From: dubmon · dsdubmon1·at·  Link
Submitted October 4th 2009

whats a good w-bugger for fall browns?maybe a zugg buggy looking one ??

GFF staff comment
From: Martin Joergensen · martin·at·  Link
Submitted July 21st 2009


The pictures seem to work fine... can't you see any pictures or can't you click to see the larger versions?

Can you see these pictures below? They are taken directly from the links in the article...


From: Ken Carlson · kcarlson4·at·  Link
Submitted July 20th 2009

I am unable to open the pictures. Any suggestions? Thanks.

From: elder larry · godaddy36·at·  Link
Submitted June 19th 2009

1st fly i ever tyed. brown in color. looked ugly, BUT i used this very fly in california, in the western foot hills and limited out in 30 minutes.(5 fish) Yes i am a believer.
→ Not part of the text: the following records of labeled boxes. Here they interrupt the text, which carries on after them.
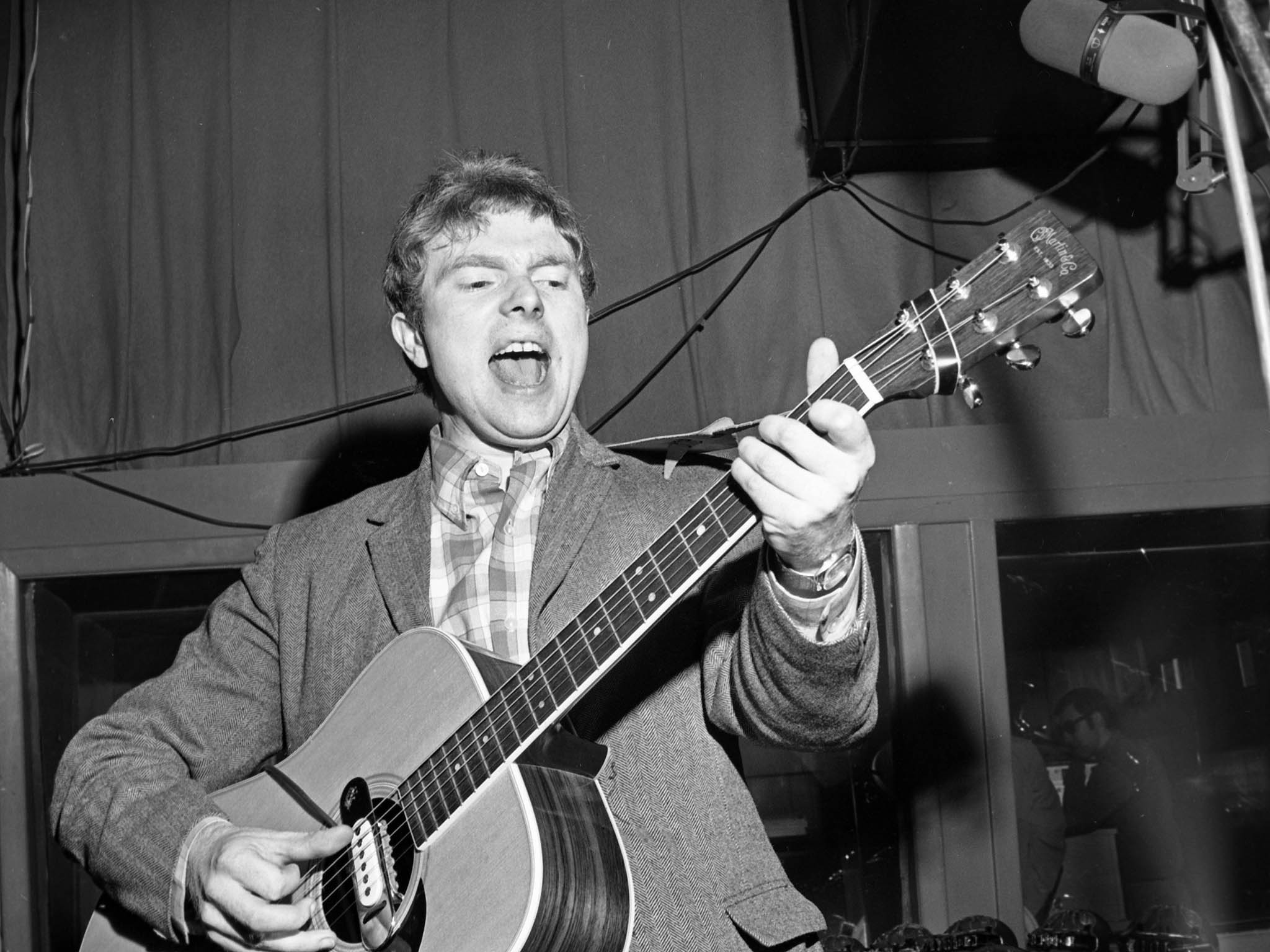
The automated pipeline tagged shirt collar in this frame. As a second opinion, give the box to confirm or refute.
[429,424,569,528]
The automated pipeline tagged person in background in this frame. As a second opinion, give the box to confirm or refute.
[51,152,877,952]
[1053,688,1189,920]
[1010,734,1067,932]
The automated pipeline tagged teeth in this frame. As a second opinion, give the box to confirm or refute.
[494,340,546,356]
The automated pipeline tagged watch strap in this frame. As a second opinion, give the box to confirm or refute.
[767,534,856,598]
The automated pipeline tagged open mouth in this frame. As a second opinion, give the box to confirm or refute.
[489,340,551,387]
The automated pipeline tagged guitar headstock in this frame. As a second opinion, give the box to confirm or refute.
[813,211,1103,412]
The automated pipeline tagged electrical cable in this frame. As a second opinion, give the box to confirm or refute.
[61,470,270,529]
[587,179,868,434]
[587,212,776,435]
[5,2,42,464]
[9,386,418,475]
[851,103,1142,227]
[842,182,970,264]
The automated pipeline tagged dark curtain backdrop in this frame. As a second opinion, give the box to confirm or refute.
[4,0,1265,465]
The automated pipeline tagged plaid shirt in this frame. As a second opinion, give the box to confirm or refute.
[429,426,567,664]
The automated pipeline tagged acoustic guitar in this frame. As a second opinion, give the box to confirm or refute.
[81,211,1103,952]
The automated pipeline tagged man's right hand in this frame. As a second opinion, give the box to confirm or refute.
[185,824,353,952]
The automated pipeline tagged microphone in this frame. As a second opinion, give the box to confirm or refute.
[1018,0,1202,105]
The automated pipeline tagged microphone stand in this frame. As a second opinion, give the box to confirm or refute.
[1210,0,1270,134]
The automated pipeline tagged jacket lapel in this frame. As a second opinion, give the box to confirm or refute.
[530,418,621,653]
[366,454,432,633]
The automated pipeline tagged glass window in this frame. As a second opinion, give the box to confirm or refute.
[997,508,1270,932]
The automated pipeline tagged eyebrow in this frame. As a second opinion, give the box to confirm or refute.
[437,253,578,281]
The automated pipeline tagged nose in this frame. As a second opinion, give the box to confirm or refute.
[503,274,542,319]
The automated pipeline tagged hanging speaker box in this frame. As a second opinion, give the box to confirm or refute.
[790,0,1121,175]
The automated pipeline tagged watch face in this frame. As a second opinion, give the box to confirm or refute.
[820,546,856,589]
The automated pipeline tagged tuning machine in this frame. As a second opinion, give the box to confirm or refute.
[956,376,983,410]
[1054,307,1093,338]
[1006,340,1040,371]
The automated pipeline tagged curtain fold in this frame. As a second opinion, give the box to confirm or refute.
[15,0,1265,465]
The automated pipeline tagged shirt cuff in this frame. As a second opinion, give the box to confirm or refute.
[167,815,229,943]
[763,527,865,645]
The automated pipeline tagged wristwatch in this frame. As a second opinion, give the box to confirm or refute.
[767,536,856,598]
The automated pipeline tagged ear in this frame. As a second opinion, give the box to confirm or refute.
[391,311,428,371]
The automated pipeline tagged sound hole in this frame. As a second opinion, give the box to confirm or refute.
[320,800,422,945]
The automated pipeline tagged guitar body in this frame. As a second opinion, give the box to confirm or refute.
[80,628,634,952]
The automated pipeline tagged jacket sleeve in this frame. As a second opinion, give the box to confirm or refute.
[703,538,877,749]
[50,529,290,938]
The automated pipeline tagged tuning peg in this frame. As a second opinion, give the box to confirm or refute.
[957,377,983,410]
[1058,307,1093,338]
[1006,340,1040,371]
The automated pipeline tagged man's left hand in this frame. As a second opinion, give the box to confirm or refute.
[732,338,874,573]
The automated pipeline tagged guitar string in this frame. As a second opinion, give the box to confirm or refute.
[297,246,1056,934]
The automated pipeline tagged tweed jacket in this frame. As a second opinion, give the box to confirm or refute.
[51,419,877,952]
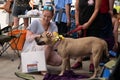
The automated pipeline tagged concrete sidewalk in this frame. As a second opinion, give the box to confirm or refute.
[0,49,91,80]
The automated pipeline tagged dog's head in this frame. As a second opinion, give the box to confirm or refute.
[35,34,64,45]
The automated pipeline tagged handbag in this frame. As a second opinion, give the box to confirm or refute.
[21,41,47,73]
[4,0,13,13]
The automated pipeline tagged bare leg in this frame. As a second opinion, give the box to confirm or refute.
[23,18,29,29]
[13,17,19,27]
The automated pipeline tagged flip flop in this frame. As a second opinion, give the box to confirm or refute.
[15,72,35,80]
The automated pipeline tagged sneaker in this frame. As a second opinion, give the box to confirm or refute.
[89,63,94,72]
[71,62,82,69]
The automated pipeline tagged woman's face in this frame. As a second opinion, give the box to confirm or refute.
[43,10,53,23]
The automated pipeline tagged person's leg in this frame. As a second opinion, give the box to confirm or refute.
[45,46,62,66]
[23,18,29,29]
[13,16,19,27]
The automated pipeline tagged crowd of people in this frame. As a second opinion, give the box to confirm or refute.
[0,0,120,78]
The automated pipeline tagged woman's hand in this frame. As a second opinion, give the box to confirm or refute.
[42,31,53,37]
[82,23,88,29]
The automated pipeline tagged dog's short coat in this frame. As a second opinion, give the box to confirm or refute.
[35,35,108,78]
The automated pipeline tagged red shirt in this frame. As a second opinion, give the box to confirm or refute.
[100,0,109,13]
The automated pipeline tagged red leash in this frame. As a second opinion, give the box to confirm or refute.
[67,26,86,37]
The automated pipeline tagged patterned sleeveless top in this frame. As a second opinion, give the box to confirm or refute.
[15,0,30,6]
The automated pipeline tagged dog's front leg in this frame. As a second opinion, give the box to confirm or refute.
[59,58,67,76]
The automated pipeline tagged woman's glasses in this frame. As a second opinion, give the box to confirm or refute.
[43,5,53,11]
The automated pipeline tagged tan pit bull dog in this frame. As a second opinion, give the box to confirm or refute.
[35,35,108,78]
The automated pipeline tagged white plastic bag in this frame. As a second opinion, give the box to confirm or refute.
[21,41,47,73]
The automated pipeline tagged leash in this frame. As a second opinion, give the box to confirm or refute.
[65,26,87,37]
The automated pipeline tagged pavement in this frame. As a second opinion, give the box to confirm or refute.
[0,9,91,80]
[0,7,120,80]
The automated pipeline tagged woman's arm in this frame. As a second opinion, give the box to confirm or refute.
[75,0,80,26]
[83,0,101,29]
[26,30,40,41]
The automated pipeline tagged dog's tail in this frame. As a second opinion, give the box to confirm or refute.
[101,41,109,63]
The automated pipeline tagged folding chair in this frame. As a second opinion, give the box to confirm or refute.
[0,24,22,61]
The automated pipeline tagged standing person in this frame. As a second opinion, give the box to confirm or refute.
[112,8,119,51]
[12,0,31,29]
[72,0,114,72]
[0,0,14,26]
[54,0,72,34]
[23,5,61,74]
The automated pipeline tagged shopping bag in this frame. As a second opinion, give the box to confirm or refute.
[21,41,47,73]
[21,51,47,73]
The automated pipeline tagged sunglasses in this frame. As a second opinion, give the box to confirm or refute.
[43,5,54,11]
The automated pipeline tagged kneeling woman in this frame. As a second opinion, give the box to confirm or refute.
[23,5,61,74]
From: David A Swart · davidaswart·at·  Link
Submitted March 6th 2009

Another good article on a simple but good fly,wooly buggers can be changed up in so many differnt shapes,colors,sizes,and lengths,add rubber legs and you add a whole new fly for bass,and panfish,many times when all else fails in the fall I fish a all black unweighted version with a small trailer fly off the bend of the hook using the swing method of fishing with great luck.My friend and I coin the phrase "BUGGER BASHING" buggers work for all types of fish I've got a lot of large fish on small streams,using size #10-14 buggers black ,olive,and brown buggers use a loop knot to add a whole new twist to the action.

From: Tony Stevens · keepingafloat2000·at·  Link
Submitted April 6th 2008

Whoopy Doo for the wooly buggers! This year we have been fishing high country lakes in Canterbury New Zealand for browns and rainbows with bead head buggers in green, black, yellow and hot orange. In cold water fish deep, in warm water fish top layers with a fast strip and in hot go down deeper still and slow. Results an average of 6 fish per person per trip, best brown 8 1/2 lb best rainbow 5 1/2 lb. They just love em!

From: kalastaja · vehvipet·at·  Link
Submitted April 12th 2007

Beautiful flies! These small wooly buggers (we call them leeches) also work very well for brown trout and grayling here in Finland, Europe. I always use marabou for the tail but having seen these patterns I think I should give a try to the fur tails... Being lazy, I sometimes tie them even without the hackle - with no impact on fishing.

From: Edward Straitiff · straitiffedward·at·  Link
Submitted October 19th 2006

Frome: E. Straitiff
I live on the White River and Norfolk river here in arkansas. The only thing I fish is the wooly bugger in small sizes on a 4 wt 8.5 rod Thay never let me down.

From: SheZ · shezli·at·  Link
Submitted June 7th 2006

I really like the variations on materials and tying techniques used in this article.

From: Eric Grove · eric.grove·at·  Link
Submitted January 13th 2006

Always liked the woolybugger but this article has sold me on making better use of it especially for bass and panfish.Wonderfull well written and illustrated.

From: chasbass · chasbass62·at·  Link
Submitted October 11th 2005

Bravo! great patterns that catch fish,,.I feel naked without a box of buggers!